Abstract: This article presents the results of a preliminary analysis that seeks to reflect the epistemology of Bachelard (1996), with the objective of investigating the notion of epistemological obstacle, considering the conceptions of the apprentices on the teaching of sciences, pointing out the obstacles created in the formation of a scientific spirit. It presents explanatory models that are broken, through the problematization of the studied object, pointing out possibilities of approach between scientific themes and non formal spaces. Phenomenological research, with a qualitative approach, is complemented with in situ field observations made during the year 2016 in two schools; one state, located in the north zone and another municipal one, located in the east zone of the city of Manaus – AM. As a strategy for the research, we conducted dialogue classes, textual productions, drawings and visits to the Seringal Vila Paraiso Museum (MSVP) and the Zoo of the Forest Warfare Training Center (CIGS), as part of the activities carried out with the Post- Graduation in Education and Teaching of Sciences in the Amazon, of the State University of Amazonas (UEA).

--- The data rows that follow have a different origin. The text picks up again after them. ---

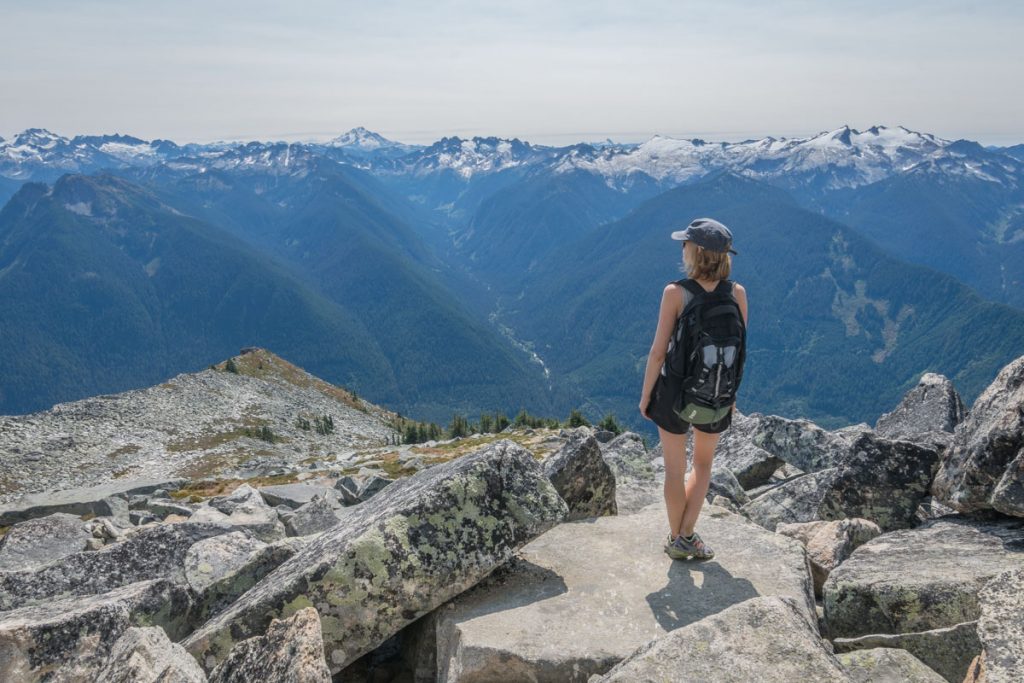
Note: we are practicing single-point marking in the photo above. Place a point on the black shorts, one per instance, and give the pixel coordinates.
(659, 410)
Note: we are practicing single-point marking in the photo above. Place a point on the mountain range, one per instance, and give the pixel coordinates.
(491, 273)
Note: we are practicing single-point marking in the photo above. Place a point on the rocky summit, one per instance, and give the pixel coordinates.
(251, 522)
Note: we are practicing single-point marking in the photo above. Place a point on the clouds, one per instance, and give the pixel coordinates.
(548, 72)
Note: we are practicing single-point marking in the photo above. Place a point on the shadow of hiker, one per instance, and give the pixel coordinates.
(695, 590)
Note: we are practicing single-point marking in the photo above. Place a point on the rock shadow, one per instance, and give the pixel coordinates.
(681, 601)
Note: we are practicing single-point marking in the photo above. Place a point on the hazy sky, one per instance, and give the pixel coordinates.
(550, 72)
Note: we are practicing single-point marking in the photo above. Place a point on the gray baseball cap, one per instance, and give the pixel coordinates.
(709, 233)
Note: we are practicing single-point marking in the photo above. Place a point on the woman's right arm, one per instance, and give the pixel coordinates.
(668, 313)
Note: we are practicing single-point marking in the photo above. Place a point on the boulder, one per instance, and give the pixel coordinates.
(947, 651)
(799, 442)
(920, 579)
(582, 477)
(292, 649)
(154, 553)
(551, 615)
(348, 489)
(887, 665)
(34, 543)
(245, 509)
(829, 543)
(372, 485)
(219, 572)
(984, 466)
(932, 406)
(878, 479)
(146, 655)
(89, 501)
(1000, 626)
(70, 639)
(418, 543)
(765, 639)
(294, 495)
(317, 515)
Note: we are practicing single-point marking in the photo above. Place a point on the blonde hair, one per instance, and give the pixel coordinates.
(709, 264)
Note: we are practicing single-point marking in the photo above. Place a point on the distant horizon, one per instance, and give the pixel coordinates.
(424, 137)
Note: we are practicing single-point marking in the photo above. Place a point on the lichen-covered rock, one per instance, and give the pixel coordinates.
(932, 406)
(294, 495)
(1000, 626)
(552, 614)
(154, 553)
(887, 665)
(317, 515)
(766, 639)
(291, 650)
(920, 579)
(37, 542)
(146, 655)
(583, 478)
(69, 640)
(829, 543)
(878, 479)
(947, 650)
(984, 466)
(421, 541)
(628, 457)
(99, 501)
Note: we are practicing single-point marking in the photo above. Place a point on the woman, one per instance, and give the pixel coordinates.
(707, 245)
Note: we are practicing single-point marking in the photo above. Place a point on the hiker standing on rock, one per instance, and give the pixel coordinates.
(693, 372)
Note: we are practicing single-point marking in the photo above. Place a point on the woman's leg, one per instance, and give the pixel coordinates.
(674, 450)
(696, 485)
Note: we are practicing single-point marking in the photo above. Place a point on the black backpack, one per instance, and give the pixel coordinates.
(707, 351)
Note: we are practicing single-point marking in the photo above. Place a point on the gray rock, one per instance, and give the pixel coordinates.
(829, 543)
(878, 479)
(921, 579)
(984, 466)
(421, 541)
(154, 553)
(799, 442)
(583, 478)
(90, 501)
(373, 485)
(551, 615)
(146, 655)
(233, 571)
(932, 406)
(947, 651)
(37, 542)
(291, 650)
(70, 639)
(317, 515)
(212, 559)
(294, 495)
(752, 465)
(245, 509)
(766, 639)
(887, 665)
(1000, 626)
(628, 457)
(348, 488)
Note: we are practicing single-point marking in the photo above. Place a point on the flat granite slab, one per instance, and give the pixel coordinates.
(584, 595)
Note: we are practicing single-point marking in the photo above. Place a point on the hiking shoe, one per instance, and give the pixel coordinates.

The results show that students' initial conceptions about the relation between the history of the advance of science and its technologies, as well as the relation between man, environment and society, are dichotomized and distant from current reality. It is concluded that the visit to non-formal spaces expands the possibilities of overcoming epistemological obstacles, contributing in the process of knowledge construction, connecting science and technology and providing the appropriation of scientific knowledge.

Keywords: Teaching Sciences, Epistemological Obstacles, Conceptions.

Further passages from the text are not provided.